6 ноя
Миниатюра о том, зачем человеку вообще нужна любовь
ПОЗДНЕЙ НОЧЬЮ
Был ли это сон или час ночной таинственной жизни, которая так похожа на сновидение? Казалось мне, что осенний грустный месяц уже давным-давно плывёт над землёй, что наступил час отдыха от всей лжи и суеты дня. Казалось, что уже весь, до последнего нищенского угла заснул Париж. Долго спал я, и наконец медленно отошёл от меня сон, как заботливый и неторопливый врач, сделавший своё дело и оставивший больного уже тогда, когда он вздохнул полной грудью и, открыв глаза, улыбнулся застенчивой и радостной улыбкой возвращения к жизни. Очнувшись, открыв глаза, я увидал себя в тихом и светлом царстве ночи.
Я неслышно ходил по ковру в своей комнате на пятом этаже и подошёл к одному из окон. Я смотрел то в комнату, большую и полную лёгкого сумрака, то в верхнее стекло окна на месяц. Месяц тогда обливал меня светом, и, подняв глаза кверху, я долго смотрел в его лицо. Месячный свет, проходя сквозь белёсые кружева гардин, смягчал сумрак в глубине комнаты. Отсюда месяца не было видно. Но все четыре окна были озарены ярко, как и то, что было возле них. Месячный свет падал из окон бледно-голубыми, бледно-серебристыми арками, и в каждой из них был дымчатый теневой крест, мягко ломавшийся по озарённым креслам и стульям. И в кресле у крайнего окна сидела та, которую я любил, — вся в белом, похожая на девочку, бледная и прекрасная, усталая ото всего, что мы пережили и что так часто делало нас злыми и беспощадными врагами.

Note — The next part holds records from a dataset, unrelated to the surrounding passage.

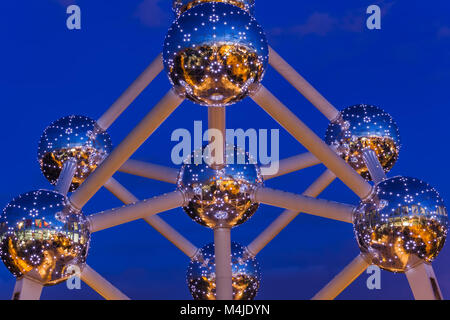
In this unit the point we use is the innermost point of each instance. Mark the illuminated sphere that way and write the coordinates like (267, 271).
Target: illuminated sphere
(364, 126)
(215, 54)
(180, 6)
(220, 197)
(73, 137)
(246, 274)
(42, 237)
(402, 224)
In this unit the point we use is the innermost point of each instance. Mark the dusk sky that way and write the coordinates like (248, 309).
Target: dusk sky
(48, 72)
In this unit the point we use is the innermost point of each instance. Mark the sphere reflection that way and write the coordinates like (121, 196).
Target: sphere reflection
(403, 223)
(180, 6)
(363, 127)
(221, 197)
(73, 137)
(215, 54)
(42, 237)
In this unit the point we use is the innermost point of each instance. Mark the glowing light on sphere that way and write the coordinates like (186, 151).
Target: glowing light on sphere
(73, 137)
(215, 54)
(41, 237)
(246, 274)
(180, 6)
(403, 223)
(221, 197)
(364, 126)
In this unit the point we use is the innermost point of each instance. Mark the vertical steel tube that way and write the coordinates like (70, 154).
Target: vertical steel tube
(217, 127)
(222, 251)
(423, 282)
(66, 176)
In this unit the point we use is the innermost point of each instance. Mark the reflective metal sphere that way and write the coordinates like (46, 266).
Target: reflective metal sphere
(41, 237)
(73, 137)
(221, 197)
(180, 6)
(364, 126)
(201, 274)
(215, 54)
(403, 223)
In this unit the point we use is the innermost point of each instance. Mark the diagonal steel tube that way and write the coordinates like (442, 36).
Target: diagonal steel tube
(139, 210)
(125, 149)
(303, 86)
(322, 208)
(150, 171)
(102, 286)
(295, 163)
(423, 282)
(343, 279)
(287, 216)
(312, 142)
(129, 95)
(156, 222)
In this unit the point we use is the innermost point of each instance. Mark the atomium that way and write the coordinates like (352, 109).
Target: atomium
(403, 223)
(246, 274)
(73, 137)
(215, 54)
(42, 237)
(180, 6)
(363, 127)
(220, 197)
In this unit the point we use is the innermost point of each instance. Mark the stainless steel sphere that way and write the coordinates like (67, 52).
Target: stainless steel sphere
(246, 274)
(73, 137)
(363, 127)
(215, 54)
(220, 197)
(41, 236)
(180, 6)
(403, 223)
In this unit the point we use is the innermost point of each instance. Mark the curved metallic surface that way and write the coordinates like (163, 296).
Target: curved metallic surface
(180, 6)
(246, 274)
(41, 237)
(215, 54)
(220, 197)
(364, 126)
(403, 223)
(73, 137)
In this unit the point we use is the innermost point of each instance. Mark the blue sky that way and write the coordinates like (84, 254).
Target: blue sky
(48, 72)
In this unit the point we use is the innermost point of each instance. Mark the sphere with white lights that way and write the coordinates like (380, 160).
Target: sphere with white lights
(74, 137)
(42, 237)
(221, 197)
(403, 223)
(180, 6)
(363, 127)
(246, 274)
(215, 54)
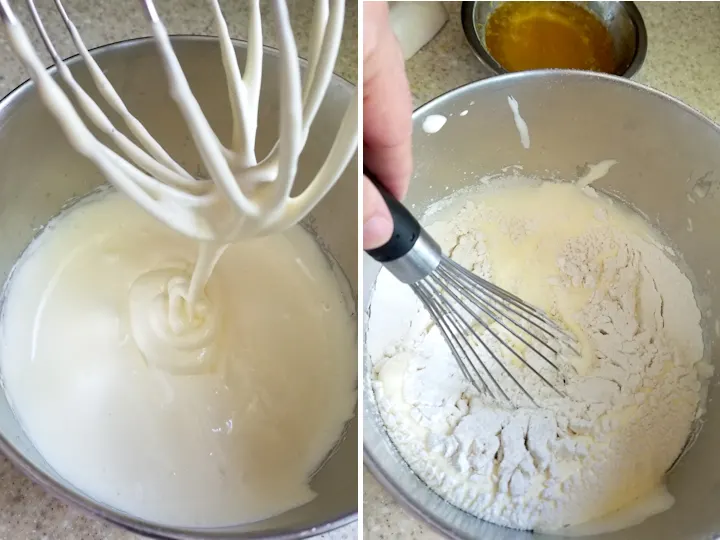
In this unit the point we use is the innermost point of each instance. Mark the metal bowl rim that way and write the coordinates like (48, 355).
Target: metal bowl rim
(467, 21)
(75, 497)
(385, 480)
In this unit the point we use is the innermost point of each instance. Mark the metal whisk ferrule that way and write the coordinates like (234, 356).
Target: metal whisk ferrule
(486, 328)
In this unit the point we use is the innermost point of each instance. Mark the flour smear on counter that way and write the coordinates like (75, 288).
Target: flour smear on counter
(631, 397)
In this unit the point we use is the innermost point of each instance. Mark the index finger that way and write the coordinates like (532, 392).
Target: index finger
(387, 103)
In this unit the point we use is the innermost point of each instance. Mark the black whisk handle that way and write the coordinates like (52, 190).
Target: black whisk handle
(406, 229)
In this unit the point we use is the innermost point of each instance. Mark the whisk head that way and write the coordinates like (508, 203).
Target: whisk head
(494, 336)
(245, 194)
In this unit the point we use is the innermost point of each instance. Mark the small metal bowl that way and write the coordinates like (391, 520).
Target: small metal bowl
(622, 19)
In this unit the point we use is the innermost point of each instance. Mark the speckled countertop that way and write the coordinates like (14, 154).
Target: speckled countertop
(26, 512)
(683, 60)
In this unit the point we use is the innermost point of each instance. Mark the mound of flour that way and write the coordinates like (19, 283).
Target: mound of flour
(630, 401)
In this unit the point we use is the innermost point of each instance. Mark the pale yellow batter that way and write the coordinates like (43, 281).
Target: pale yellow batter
(207, 416)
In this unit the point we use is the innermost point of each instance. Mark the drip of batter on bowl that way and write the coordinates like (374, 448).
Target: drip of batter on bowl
(631, 399)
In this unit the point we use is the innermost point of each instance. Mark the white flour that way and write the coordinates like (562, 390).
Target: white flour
(631, 399)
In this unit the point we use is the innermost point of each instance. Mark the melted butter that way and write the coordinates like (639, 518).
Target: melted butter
(536, 35)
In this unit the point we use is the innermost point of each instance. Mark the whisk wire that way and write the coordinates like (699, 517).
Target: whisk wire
(440, 289)
(453, 342)
(495, 315)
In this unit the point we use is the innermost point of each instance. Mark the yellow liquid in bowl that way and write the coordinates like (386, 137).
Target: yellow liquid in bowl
(535, 35)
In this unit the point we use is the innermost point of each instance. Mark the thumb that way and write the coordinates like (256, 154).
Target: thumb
(377, 223)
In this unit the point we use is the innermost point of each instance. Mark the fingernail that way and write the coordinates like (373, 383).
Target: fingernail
(376, 231)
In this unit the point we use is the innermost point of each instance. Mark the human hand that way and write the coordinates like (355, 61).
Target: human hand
(387, 122)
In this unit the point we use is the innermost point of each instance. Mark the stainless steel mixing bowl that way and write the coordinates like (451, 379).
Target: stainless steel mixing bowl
(668, 167)
(39, 173)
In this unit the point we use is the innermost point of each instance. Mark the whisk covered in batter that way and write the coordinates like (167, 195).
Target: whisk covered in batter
(245, 195)
(491, 333)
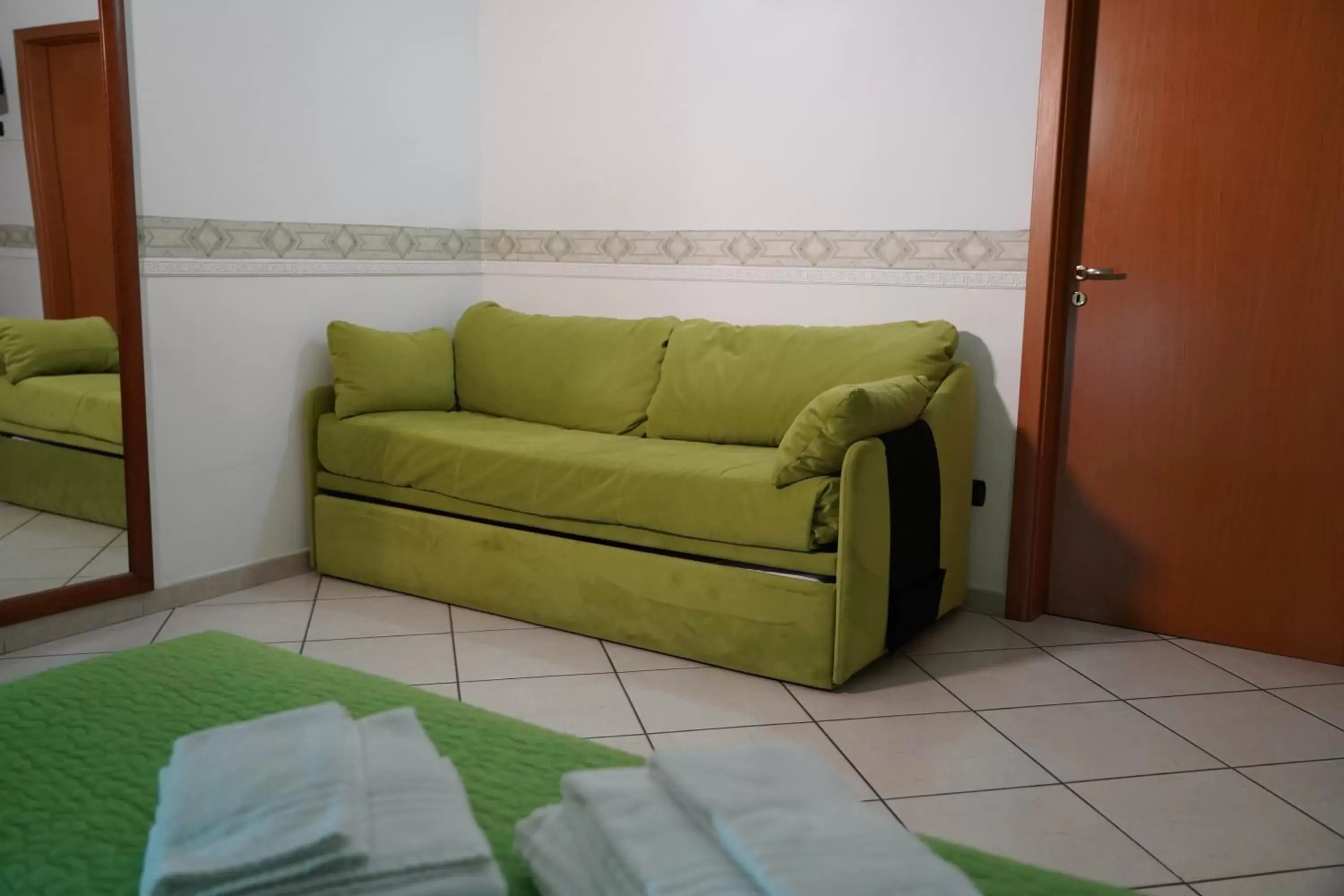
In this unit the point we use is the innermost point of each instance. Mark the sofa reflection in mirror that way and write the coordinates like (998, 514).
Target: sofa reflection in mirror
(62, 496)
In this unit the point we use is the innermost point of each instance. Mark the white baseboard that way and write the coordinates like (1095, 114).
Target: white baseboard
(64, 625)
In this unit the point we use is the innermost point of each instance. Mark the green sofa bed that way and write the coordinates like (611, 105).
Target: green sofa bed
(61, 420)
(619, 478)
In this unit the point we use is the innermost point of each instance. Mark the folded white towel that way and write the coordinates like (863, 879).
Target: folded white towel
(424, 840)
(617, 833)
(791, 824)
(249, 804)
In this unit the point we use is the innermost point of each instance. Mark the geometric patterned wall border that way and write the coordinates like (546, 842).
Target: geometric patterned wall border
(874, 249)
(211, 248)
(703, 273)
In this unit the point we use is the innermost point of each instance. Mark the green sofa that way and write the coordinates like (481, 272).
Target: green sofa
(61, 445)
(615, 477)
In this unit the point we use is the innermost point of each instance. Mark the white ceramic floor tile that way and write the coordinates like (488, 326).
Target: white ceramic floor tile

Отчего она тоже не спала в эту ночь?
Избегая глядеть на неё, я сел на окно, рядом с ней… Да, поздно — вся пятиэтажная стена противоположных домов темна. Окна там чернеют, как слепые глаза. Я заглянул вниз, — узкий и глубокий коридор улицы тоже темен и пуст. И так во всём городе. Только бледный сияющий месяц, слегка наклонённый, катится и в то же время остаётся недвижимым среди дымчатых бегущих облаков, одиноко бодрствуя над городом. Он глядел мне прямо в глаза, светлый, но немного на ущербе и оттого — печальный. Облака дымом плыли мимо него. Около месяца они были светлы́ и таяли, дальше сгущались, а за гребнем крыш проходили уже совсем угрюмой и тяжёлой грядой…
Давно не видал я месячной ночи! И вот мысли мои опять возвратились к далёким, почти забытым осенним ночам, которые видел я когда-то в детстве, среди холмистой и скудной степи средней России. Там месяц глядел под мою родную кровлю, и там впервые узнал и полюбил я его кроткое и бледное лицо. Я мысленно покинул Париж, и на мгновение померещилась мне вся Россия, точно с возвышенности я взглянул на огромную низменность. Вот золотисто-блестящая пустынная ширь Балтийского моря. Вот — хмурые страны сосен, уходящие в сумрак к востоку, вот — редкие леса, болота и перелески, ниже которых, к югу, начинаются бесконечные поля и равнины. На сотни вёрст скользят по лесам рельсы железных дорог, тускло поблёскивая при месяце. Сонные разноцветные огоньки мерцают вдоль путей и один за другим убегают на мою родину. Передо мной слегка холмистые поля, а среди них — старый, серый помещичий дом, ветхий и кроткий при месячном свете… Неужели это тот же самый месяц, который глядел когда-то в мою детскую комнату, который видел меня потом юношей и который грустит теперь вместе со мной о моей неудавшейся молодости? Это он успокоил меня в светлом царстве ночи…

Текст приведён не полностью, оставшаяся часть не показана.